Ik praat over de verdwaalde zonnewijzer van Rolduc en dat ik op zoek ben naar geheimen. Hij reageert: "Ik weet waar de Bron van Rolduc is..."

Hij twijfelt of hij me kan meenemen, want de bron bevindt zich in een ruimte die eigenlijk enkel voor medewerkers toegankelijk is. Helpt mijn smekende blik? Even later loop ik met hem door gangen van de onderverdieping van de noordelijke vleugel.

 

Terwijl ik min of meer achter hem aan ren, zie ik voor een paar klapdeuren aan de zijkant ineens een steen ingemetseld. Vrijwel direct denk ik: "Dit kan niet!"
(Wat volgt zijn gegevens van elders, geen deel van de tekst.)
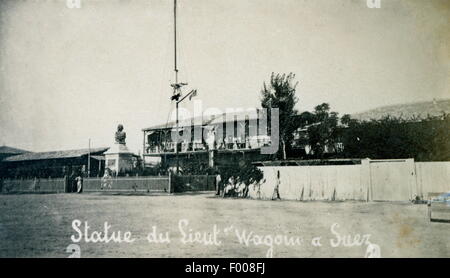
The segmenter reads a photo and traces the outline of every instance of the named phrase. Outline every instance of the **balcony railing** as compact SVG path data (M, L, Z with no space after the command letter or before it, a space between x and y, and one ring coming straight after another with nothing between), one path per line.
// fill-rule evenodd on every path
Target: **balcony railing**
M229 142L231 140L224 140L222 142L216 142L214 146L208 146L206 143L192 143L183 142L178 144L179 153L187 152L201 152L208 149L215 150L250 150L258 149L263 146L270 145L270 137L252 137L242 142L242 140L234 139L234 142ZM163 154L163 153L175 153L175 143L174 142L164 142L164 143L150 143L145 144L145 154Z

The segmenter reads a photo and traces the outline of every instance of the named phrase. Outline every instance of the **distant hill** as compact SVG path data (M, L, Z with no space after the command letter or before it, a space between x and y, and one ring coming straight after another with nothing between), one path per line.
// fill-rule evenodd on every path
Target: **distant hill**
M450 113L450 99L382 106L352 114L351 117L360 121L379 120L386 116L401 117L409 120L413 118L423 119L428 116L441 116L443 113Z

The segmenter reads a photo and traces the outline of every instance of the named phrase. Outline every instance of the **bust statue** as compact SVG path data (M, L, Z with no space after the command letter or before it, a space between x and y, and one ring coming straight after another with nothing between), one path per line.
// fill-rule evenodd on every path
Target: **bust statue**
M119 124L117 126L115 138L116 138L116 144L124 144L125 145L125 138L127 138L127 134L123 131L123 125Z

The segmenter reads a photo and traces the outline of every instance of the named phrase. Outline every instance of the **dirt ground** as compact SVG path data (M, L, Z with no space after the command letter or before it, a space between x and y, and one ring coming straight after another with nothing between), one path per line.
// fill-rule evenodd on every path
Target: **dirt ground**
M212 193L0 195L0 257L68 257L71 236L80 235L72 227L77 219L81 257L364 257L369 244L379 246L381 257L450 257L450 223L429 222L426 205ZM88 240L104 232L106 221L109 234L120 231L123 238L129 231L134 241L86 242L85 221ZM170 242L149 241L153 226Z

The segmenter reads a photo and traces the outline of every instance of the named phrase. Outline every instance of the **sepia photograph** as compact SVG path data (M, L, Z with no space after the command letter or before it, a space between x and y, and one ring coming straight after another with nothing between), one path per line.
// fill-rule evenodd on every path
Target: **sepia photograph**
M449 0L0 0L0 258L449 258L449 30Z

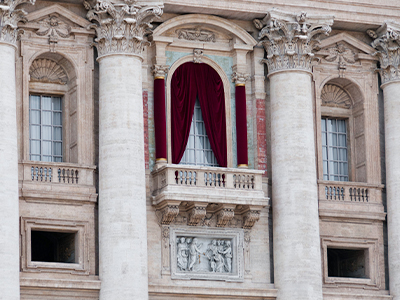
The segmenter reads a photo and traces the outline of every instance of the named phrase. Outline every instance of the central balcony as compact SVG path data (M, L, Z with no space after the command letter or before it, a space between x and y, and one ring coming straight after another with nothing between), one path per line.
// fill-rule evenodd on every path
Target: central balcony
M152 204L163 211L162 224L187 211L191 216L188 225L197 225L206 213L218 213L229 217L225 221L221 217L217 226L243 215L243 227L250 228L260 210L269 205L263 174L259 170L167 164L152 172ZM196 214L199 217L195 218Z

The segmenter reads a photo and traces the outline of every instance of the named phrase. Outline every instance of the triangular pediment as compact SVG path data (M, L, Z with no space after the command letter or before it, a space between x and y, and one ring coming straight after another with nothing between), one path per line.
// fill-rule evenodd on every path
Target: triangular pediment
M322 40L318 48L320 50L316 54L321 56L327 56L332 53L332 49L337 48L343 53L347 51L349 56L355 55L356 59L376 59L372 56L376 52L374 48L344 32Z
M57 15L59 18L63 19L72 27L83 27L86 29L91 24L85 18L78 16L77 14L59 4L54 4L52 6L48 6L31 12L26 16L26 18L28 19L28 22L39 22L42 19L48 18L51 15Z

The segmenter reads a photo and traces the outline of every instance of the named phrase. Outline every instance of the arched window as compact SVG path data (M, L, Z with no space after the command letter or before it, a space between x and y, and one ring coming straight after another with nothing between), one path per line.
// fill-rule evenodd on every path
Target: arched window
M175 164L227 166L224 86L207 64L184 63L172 76L171 150Z

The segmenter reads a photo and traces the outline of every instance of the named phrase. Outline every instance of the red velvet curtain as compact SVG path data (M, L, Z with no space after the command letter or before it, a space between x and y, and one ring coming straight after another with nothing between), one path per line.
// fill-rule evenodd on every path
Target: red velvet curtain
M171 80L172 162L178 164L185 152L196 97L215 158L227 166L225 94L218 73L207 64L181 65Z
Maar de man rent verder en het is al spannend genoeg, want hij vindt het eng om mij de bron te laten zien. Even later moeten mijn man en ik even achterblijven en wachten. Waarschijnlijk zoekt hij ergens sleutels of typt hij een code in om een deur te openen. Als we weer verder lopen komt er plots van de andere kant een kloosterling op ons toe. Betrapt! De enigszins aangeschoten man meldt verlegen dat ik graag de bron zou zien. De ander knikt vriendelijk instemmend en zo staan we even later in de instellingskeuken.

 

Wat is er te zien? Een stevige glasplaat met condensdruppels aan de onderkant. Enigszins logisch om in de keuken een toegang tot de waterbron te hebben. Tegenwoordig is deze natuurlijk wel toegedekt. Op zich bijzonder dat de bron op deze wijze toch zichtbaar is.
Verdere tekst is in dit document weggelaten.